Compare the North Atlantic states. In this same census year, 57 per cent. of their people lived in cities of 8,000 and upwards. As for foreigners—the one city of Fall River, Mass., with 104,863 inhabitants, had 50,042 of foreign birth.

The mountains proper are free not only from foreigners but from negroes as well. There are many blacks in the larger valleys and towns, but throughout most of Appalachia the population is almost exclusively white. In 1900, Jackson County, Ky. (the same that sent every one of its sons into the Union army who could bear arms), had only nineteen negroes among 10,542 whites; Johnson County, Ky., only one black resident among 13,729 whites; Dickenson County, Va., not a single negro within its borders.

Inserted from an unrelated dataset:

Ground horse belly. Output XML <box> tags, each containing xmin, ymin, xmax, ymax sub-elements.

In many mountain settlements negroes are not allowed to tarry. It has been assumed that this prejudice against colored folk had its origin far back in the time when “poor whites” found themselves thrust aside by competition with slave labor. This is an error. Our mountaineers never had to compete with slavery. Few of them knew anything about it except from hearsay. Their dislike of negroes is simply an instinctive racial antipathy, plus a contempt for anyone who submits to servile conditions. A neighbor in the Smokies said to me: “I b’lieve in treatin’ niggers squar. The Bible says they’re human—leastways some says it does—and so there’d orter be a place for them. But it’s some place else—not around me!” That is the whole thing in a nutshell.

Here, then, is Appalachia: one of the great land-locked areas of the globe, more English in speech than Britain itself, more American by blood than any other part of America, encompassed by a high-tensioned civilization, yet less affected to-day by modern ideas, less cognizant of modern progress, than any other part of the English-speaking world.

Of course, such an anomaly cannot continue. Commercialism has discovered the mountains at last, and no sentiment, however honest, however hallowed, can keep it out. The transformation is swift. Suddenly the mountaineer is awakened from his eighteenth-century bed by the blare of steam whistles and the boom of dynamite. He sees his forests leveled and whisked away; his rivers dammed by concrete walls and shot into turbines that outpower all the horses in Appalachia. He is dazed by electric lights, nonplussed by speaking wires, awed by vast transfers of property, incensed by rude demands. Aroused, now, and wide-eyed, he realizes with sinking heart that here is a sudden end of that Old Dispensation under which he and his ancestors were born, the beginning of a New Order that heeds him and his neighbors not a whit.

All this insults his conservatism. The old way was the established order of the universe: to change it is fairly impious. What is the good of all this fuss and fury? That fifty-story building they tell about, in their big city—what is it but another Tower of Babel? And these silly, stuck-up strangers who brag and brag about “modern improvements”—what are they, under their fine manners and fine clothes? Hirelings all. Shrewdly he observes them in their relations to each other.—

“Each man is some man’s servant; every soul
Is by some other’s presence quite discrowned.”

Proudly he contrasts his ragged self: he who never has acknowledged a superior, never has taken an order from living man, save as a patriot in time of war. And he turns upon his heel.

Yet, before he can fairly credit it as a reality, the lands around his own home are bought up by corporations. All about him, slash, crash, go the devastating forces. His old neighbors vanish. New and unwelcome ones swarm in. He is crowded, but ignored. His hard-earned patrimony is robbed of all that made it precious: its home-like seclusion, independence, dignity. He sells out, and moves away to some uninvaded place where he “will not be bothered.”

“I don’t like these improvements,” said an old mountaineer to me. “Some calls them ‘progress,’ and says they put money to circulatin’. So they do; but who gits it?”